The men and women who rule the beach were put to the test in lifesaving, running, and swimming events on July 18. In a repeat of last year, the East men had more first-place finishes than the East men and their female counterparts.

The men won seven of the eight events, including the distance swim (Ryan Duryea), the distance run (Peter Schaefer), landline rescue (Jack Duryea, Joey Badilla, Casey Crowley, and Skyler Loesch), surf rescue paddle relay (Loesch, Ryan Duryea, and Christian Archer), board rescue race (Ryan Duryea, Christian Archer), and run-swim-run (Badilla and Ryan and Jack Duryea).

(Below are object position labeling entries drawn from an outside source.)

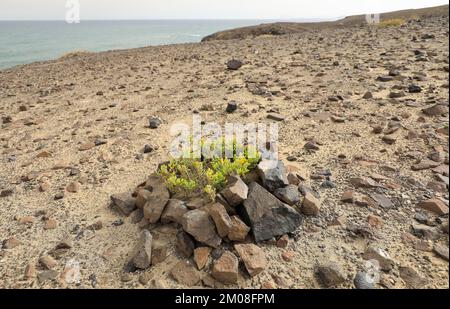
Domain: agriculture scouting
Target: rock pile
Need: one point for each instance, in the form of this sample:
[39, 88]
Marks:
[244, 213]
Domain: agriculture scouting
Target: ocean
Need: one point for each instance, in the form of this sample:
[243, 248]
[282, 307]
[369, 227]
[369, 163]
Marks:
[23, 42]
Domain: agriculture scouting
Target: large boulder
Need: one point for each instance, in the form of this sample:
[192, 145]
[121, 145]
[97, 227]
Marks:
[268, 216]
[157, 200]
[273, 174]
[199, 224]
[221, 218]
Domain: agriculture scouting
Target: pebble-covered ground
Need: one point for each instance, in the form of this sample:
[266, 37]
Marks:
[366, 107]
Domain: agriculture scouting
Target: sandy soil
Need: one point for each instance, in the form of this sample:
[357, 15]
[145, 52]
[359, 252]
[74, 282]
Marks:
[56, 107]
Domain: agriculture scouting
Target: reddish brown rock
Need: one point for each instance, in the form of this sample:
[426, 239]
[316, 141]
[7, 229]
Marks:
[11, 243]
[185, 273]
[201, 256]
[310, 205]
[199, 224]
[239, 230]
[174, 212]
[157, 201]
[124, 203]
[50, 224]
[221, 219]
[236, 191]
[283, 241]
[434, 205]
[288, 256]
[253, 257]
[225, 269]
[73, 187]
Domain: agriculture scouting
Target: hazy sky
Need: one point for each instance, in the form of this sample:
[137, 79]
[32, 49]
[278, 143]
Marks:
[212, 9]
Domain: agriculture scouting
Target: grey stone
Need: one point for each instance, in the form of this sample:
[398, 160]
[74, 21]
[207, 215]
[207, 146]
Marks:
[273, 174]
[143, 256]
[268, 217]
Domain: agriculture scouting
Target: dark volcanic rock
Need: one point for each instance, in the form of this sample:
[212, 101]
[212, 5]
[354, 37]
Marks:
[234, 64]
[273, 174]
[268, 216]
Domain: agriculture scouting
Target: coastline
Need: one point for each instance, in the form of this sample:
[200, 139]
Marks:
[74, 131]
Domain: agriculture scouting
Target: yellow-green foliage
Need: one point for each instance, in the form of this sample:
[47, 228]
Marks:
[189, 177]
[391, 22]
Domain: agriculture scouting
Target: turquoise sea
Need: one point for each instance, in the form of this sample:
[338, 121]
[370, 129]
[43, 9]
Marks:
[24, 42]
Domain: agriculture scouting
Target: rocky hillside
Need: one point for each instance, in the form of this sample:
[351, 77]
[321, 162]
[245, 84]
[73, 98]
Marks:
[351, 21]
[363, 117]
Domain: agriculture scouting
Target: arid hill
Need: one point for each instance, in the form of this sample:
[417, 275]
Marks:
[350, 21]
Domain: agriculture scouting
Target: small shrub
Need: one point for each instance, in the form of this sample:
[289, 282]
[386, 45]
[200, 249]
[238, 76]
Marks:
[391, 23]
[188, 177]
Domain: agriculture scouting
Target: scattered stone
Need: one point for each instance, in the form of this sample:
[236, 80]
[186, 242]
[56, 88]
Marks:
[26, 220]
[253, 257]
[143, 257]
[435, 206]
[73, 187]
[412, 278]
[47, 275]
[311, 146]
[201, 256]
[268, 216]
[288, 256]
[363, 182]
[283, 241]
[48, 262]
[441, 251]
[375, 221]
[275, 117]
[290, 194]
[154, 122]
[11, 243]
[185, 273]
[124, 203]
[234, 64]
[159, 252]
[50, 224]
[148, 148]
[424, 231]
[30, 272]
[239, 230]
[363, 281]
[381, 256]
[436, 110]
[381, 200]
[236, 191]
[174, 212]
[310, 205]
[87, 146]
[389, 139]
[330, 274]
[231, 107]
[225, 269]
[414, 89]
[273, 174]
[6, 193]
[185, 244]
[157, 201]
[199, 224]
[221, 218]
[424, 165]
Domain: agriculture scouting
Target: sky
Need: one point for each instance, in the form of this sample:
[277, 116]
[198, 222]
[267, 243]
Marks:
[204, 9]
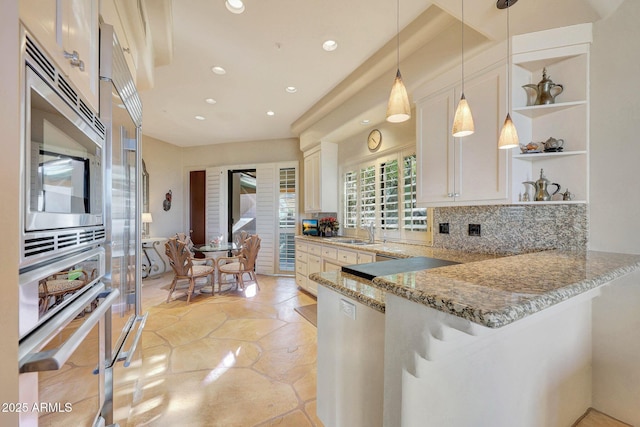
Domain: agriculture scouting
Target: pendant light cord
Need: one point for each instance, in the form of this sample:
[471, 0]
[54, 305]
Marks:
[462, 44]
[398, 32]
[508, 61]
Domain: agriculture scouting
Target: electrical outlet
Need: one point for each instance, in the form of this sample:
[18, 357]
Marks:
[474, 229]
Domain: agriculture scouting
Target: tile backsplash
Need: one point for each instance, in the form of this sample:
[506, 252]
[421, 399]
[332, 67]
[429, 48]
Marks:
[512, 229]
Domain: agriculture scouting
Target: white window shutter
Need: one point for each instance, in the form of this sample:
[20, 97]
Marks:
[216, 210]
[266, 216]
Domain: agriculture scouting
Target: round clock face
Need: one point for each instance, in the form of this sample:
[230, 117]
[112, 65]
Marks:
[374, 139]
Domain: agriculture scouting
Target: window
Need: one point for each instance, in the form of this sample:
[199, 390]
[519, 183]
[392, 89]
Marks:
[287, 220]
[350, 200]
[384, 191]
[367, 195]
[415, 219]
[389, 195]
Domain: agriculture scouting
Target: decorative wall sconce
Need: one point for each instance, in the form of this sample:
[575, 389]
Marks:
[166, 204]
[146, 220]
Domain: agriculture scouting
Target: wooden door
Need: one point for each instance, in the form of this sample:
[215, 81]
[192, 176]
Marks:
[197, 203]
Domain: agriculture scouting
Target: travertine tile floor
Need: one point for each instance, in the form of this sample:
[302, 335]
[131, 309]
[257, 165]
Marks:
[227, 360]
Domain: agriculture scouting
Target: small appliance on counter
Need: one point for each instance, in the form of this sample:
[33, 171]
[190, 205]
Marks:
[310, 227]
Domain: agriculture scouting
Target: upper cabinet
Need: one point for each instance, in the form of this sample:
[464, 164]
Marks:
[68, 31]
[321, 178]
[469, 170]
[563, 55]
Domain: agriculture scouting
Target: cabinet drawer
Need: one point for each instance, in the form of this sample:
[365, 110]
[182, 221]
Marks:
[301, 281]
[314, 265]
[301, 268]
[347, 257]
[329, 266]
[329, 252]
[315, 250]
[365, 257]
[301, 256]
[312, 287]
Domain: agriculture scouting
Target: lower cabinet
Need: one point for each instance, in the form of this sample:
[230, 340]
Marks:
[315, 258]
[350, 381]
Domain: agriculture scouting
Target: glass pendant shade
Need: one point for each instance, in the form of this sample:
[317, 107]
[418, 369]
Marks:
[508, 135]
[398, 109]
[463, 120]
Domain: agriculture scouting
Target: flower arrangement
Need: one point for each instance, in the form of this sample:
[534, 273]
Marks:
[328, 225]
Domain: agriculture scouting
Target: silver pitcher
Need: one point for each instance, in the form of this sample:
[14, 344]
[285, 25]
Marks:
[544, 92]
[540, 188]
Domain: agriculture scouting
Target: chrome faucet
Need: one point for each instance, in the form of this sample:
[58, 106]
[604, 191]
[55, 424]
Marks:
[371, 229]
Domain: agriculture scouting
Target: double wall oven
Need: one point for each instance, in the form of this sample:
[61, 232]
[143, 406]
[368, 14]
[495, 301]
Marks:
[79, 304]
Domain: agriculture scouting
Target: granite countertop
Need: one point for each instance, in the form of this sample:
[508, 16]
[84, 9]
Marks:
[362, 290]
[495, 291]
[402, 250]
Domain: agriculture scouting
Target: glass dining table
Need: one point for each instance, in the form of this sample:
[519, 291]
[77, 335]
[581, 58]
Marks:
[215, 251]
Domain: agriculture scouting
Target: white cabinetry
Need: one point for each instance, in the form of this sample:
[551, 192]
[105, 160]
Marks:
[321, 178]
[316, 258]
[470, 169]
[564, 53]
[68, 31]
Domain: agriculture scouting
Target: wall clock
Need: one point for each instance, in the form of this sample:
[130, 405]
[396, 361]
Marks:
[374, 139]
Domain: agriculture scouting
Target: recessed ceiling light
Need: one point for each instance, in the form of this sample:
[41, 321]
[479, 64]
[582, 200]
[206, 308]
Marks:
[234, 6]
[218, 70]
[330, 45]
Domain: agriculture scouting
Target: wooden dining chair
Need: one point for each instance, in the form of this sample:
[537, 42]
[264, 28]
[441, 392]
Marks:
[242, 266]
[182, 264]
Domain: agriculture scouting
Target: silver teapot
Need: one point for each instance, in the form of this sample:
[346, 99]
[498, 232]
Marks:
[544, 92]
[541, 194]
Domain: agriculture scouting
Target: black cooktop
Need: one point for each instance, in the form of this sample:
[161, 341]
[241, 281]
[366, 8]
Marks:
[394, 266]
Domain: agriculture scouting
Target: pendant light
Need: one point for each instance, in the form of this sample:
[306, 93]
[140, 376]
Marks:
[463, 120]
[398, 109]
[508, 134]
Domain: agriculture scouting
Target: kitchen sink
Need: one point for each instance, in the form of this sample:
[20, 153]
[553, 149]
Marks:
[354, 241]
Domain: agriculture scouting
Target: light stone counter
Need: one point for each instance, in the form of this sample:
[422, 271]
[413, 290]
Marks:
[403, 250]
[493, 292]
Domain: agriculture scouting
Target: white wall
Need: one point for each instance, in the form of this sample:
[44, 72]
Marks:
[169, 166]
[164, 165]
[394, 136]
[615, 132]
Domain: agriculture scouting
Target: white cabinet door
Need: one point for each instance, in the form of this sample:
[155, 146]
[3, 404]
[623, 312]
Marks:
[483, 173]
[80, 34]
[436, 149]
[321, 178]
[67, 26]
[469, 169]
[312, 182]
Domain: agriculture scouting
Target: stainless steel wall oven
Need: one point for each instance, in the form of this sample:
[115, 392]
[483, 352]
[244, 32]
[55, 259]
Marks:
[62, 163]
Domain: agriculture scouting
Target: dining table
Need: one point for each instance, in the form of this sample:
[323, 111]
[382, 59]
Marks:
[215, 251]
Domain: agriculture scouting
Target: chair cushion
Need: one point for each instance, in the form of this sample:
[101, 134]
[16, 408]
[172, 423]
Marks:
[202, 269]
[232, 267]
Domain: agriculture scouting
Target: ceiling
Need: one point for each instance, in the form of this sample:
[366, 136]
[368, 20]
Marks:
[278, 43]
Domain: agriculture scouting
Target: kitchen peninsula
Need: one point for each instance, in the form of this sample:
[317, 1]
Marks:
[529, 340]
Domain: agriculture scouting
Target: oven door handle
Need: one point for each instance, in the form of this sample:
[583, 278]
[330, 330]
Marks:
[128, 355]
[51, 360]
[126, 331]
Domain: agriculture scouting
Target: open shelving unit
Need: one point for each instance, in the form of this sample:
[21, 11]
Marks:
[564, 53]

Casey Crowley beat out his younger brother, Aidan, for the second year in a row to win the beach flag competition. Both are the sons of Southampton Town Head Lifeguard Sean Crowley.

Elena Mugno of the West women won the female distance swim while Maura Kaine-Seitz of the East women won the female distance run. The West women team of Mugno, Quinn Banks, Cierra McKeon, and Mackenzie Mahoney won the female landline rescue while West men Ryan Duca, Tom Szalkowski, Connor Grauer, and Tyler Davies won the 4×100-meter sand relay. Sarah Culver of the West women won the female beach flags competition.

“These tournaments are a great opportunity to showcase our lifeguards’ skill and athleticism against neighboring lifeguard squads,” Southampton Parks Director Kristen Doulos said. “The competitions are tough, and each year we are very proud of the Southampton team who exemplify the outstanding guards we have protecting our beach-goers.”

Becoming a lifeguard in 1969, Diveris was the first town lifeguard to pass the Suffolk County ocean test. This ushered in the modern era of the Southampton’s ocean rescue group — everyone must now pass the grueling test to become an ocean lifeguard.

On the heels of the Mike Diveris Battle of Southampton 2019 competition, one male and one female team will compete in the Main Beach Tournament in East Hampton on Thursday, July 25, at 4 PM. Diveris was instrumental in encouraging women to join the team and compete when it was a predominantly male profession, coaching them in their first national competition. The Southampton women’s team took home first place in the landline rescue and sprint relay in East Hampton last summer.

Lifeguards will also compete at the Junior Lifesaving Tournament August 3 at 9 AM at Ponquogue Beach in Hampton Bays. The popular program for 11-to-15-year-olds runs for five weeks at four different beaches in the eastern and western parts of the town and includes training drills designed to teach the junior guards to recognize the power of the ocean, how to spot riptides and other dangerous currents, and how to swim safely in the ocean. The first Southampton Town class of the Nipper Guard program — designed for seven-to-10-year-olds — will also compete, being featured in many of the same activities as the junior program.

To support the Southampton Town Lifeguards in this year’s national competition, a fundraiser will be held at Oakland’s Restaurant in Hampton Bays on Wednesday, July 31, from 6:30 to 8:30 PM. The funds will be used to send the team to the U.S. Lifesaving Association National Competition in Virginia Beach in August. Tickets are $20 for adults and $10 for those 21 and under. The event includes passed hors d’oeuvres and a cash bar.